En Australie, Joe Biden ouvre une bien dangereuse boite de Pandore

Depuis la confirmation de l’annulation du contrat portant sur l’acquisition de 12 sous-marins à propulsion conventionnelle Shortfin Barracuda conçus par le français Naval Group, et l’intégration de Canberra dans une alliance tripartite avec les Etats-Unis et la Grande-Bretagne incluant, entre autres choses, la vente de sous-marins nucléaires d’attaque américains, la communauté défense est en émoi, notamment en France. « Coup de poignard », « Trahison » .. les qualificatifs ne manquent pas concernant le fond, mais également la forme avec laquelle cette décision a été rendue publique, portant gravement atteinte à l’image internationale de l’industrie navale militaire française pour de nombreuses années. En revanche, bien peu, y compris parmi les médias anglo-saxons, semblent se soucier des conséquences géopolitiques qu’impliquent une telle décision. Pourtant, celles-ci sont à la fois nombreuses, et potentiellement extrêmement dangereuses, tant pour la paix sur le théâtre indo-pacifique, que sur l’ensemble de la Planète.

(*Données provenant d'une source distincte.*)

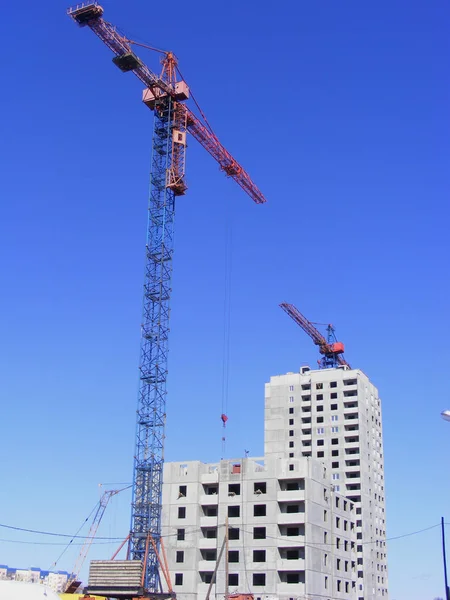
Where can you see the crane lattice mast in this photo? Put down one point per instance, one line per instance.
(165, 96)
(331, 350)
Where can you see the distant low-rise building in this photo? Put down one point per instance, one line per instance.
(54, 580)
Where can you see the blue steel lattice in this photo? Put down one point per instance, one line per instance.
(151, 411)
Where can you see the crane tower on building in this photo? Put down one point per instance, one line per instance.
(166, 95)
(332, 351)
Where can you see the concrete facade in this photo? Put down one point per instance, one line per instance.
(334, 416)
(290, 534)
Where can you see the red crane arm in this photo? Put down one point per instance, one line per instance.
(306, 325)
(227, 163)
(314, 334)
(90, 14)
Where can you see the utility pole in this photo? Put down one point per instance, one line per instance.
(447, 591)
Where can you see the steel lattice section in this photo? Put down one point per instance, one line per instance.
(151, 412)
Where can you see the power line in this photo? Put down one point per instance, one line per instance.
(82, 537)
(50, 543)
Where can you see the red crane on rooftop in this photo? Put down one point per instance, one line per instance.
(331, 350)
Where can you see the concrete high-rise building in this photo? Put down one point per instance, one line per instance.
(290, 534)
(305, 521)
(334, 416)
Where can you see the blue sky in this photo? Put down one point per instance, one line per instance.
(339, 110)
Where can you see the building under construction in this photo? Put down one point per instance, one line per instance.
(305, 521)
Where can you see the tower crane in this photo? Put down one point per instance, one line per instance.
(73, 583)
(332, 351)
(166, 95)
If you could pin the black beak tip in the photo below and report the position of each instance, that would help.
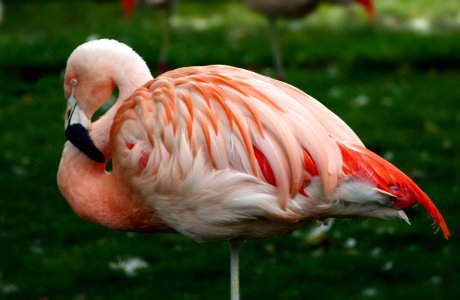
(79, 137)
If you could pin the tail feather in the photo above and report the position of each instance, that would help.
(364, 164)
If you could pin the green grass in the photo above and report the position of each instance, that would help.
(397, 88)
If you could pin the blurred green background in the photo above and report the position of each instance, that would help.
(396, 83)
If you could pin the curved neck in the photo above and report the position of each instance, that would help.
(99, 196)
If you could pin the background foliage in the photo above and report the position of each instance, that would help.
(395, 82)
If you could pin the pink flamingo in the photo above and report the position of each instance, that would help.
(168, 6)
(214, 153)
(294, 9)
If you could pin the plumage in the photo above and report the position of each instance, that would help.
(215, 153)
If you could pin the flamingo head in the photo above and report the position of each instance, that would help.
(400, 191)
(85, 92)
(368, 6)
(93, 71)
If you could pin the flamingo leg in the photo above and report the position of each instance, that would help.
(276, 49)
(235, 269)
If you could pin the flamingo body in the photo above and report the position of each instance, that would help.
(214, 152)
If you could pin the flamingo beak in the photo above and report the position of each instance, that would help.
(76, 131)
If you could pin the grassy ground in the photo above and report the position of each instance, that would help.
(396, 84)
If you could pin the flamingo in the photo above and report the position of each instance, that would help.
(294, 9)
(214, 153)
(128, 7)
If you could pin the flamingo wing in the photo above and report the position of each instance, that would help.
(229, 119)
(242, 120)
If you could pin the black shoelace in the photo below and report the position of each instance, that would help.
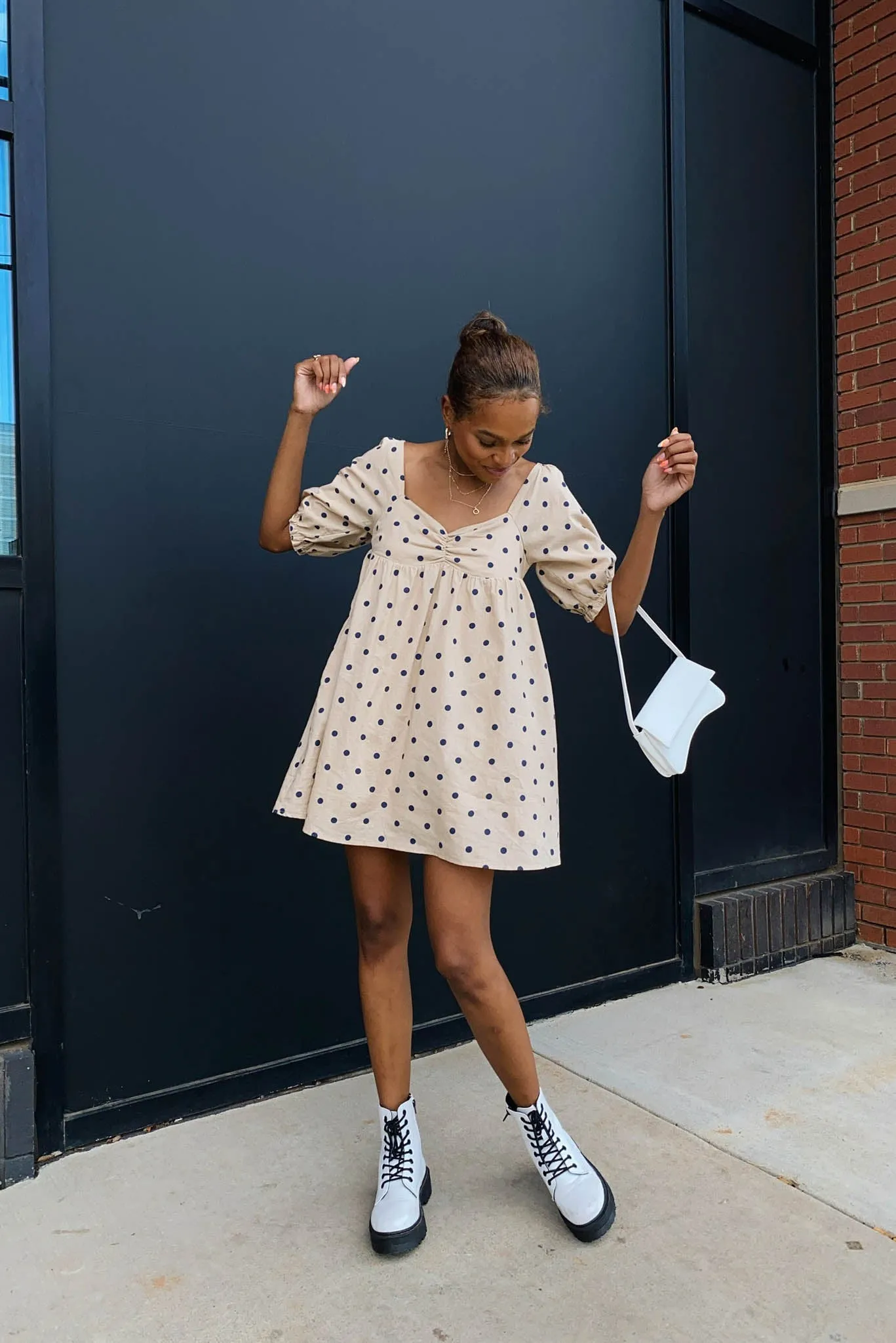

Depuis une quarantaine d’années, américains, britanniques, russes, français et chinois avaient en effet une lecture tacite commune du traité de non-prolifération. Si celui-ci interdisait strictement l’exportation ou le transfert de technologie d’armes nucléaires, cela s’étendait également, par capillarité, à l’utilisation de l’énergie nucléaire comme source d’énergie pour des équipements militaires. En d’autres termes, pas question, pour les 5 membres permanents du Conseil de Securité, de laisser un nouvel acteur entrer dans leur cercle restreint, sauf si ce dernier parvenait par lui-même à acquérir les technologies nécessaires pour concevoir un réacteur capable d’entrer dans un sous-marin ou un navire de guerre. De fait, la flotte de sous-marins à propulsion nucléaire resta restreinte à ces seuls pays. L’Inde développa son propre réacteur ce qui lui permit d’intégrer ce groupe avec les SNLE de la classe Arihant, et ce qui permit à Moscou de lui louer un Sous-marin nucléaire d’attaque de la classe Akula. Et si la France accompagne le Brésil dans son programme de Sous-marin nucléaire d’attaque, en aucun cas elle ne participe à la conception du réacteur lui même, son assistance se limitant à son intégration dans un navire.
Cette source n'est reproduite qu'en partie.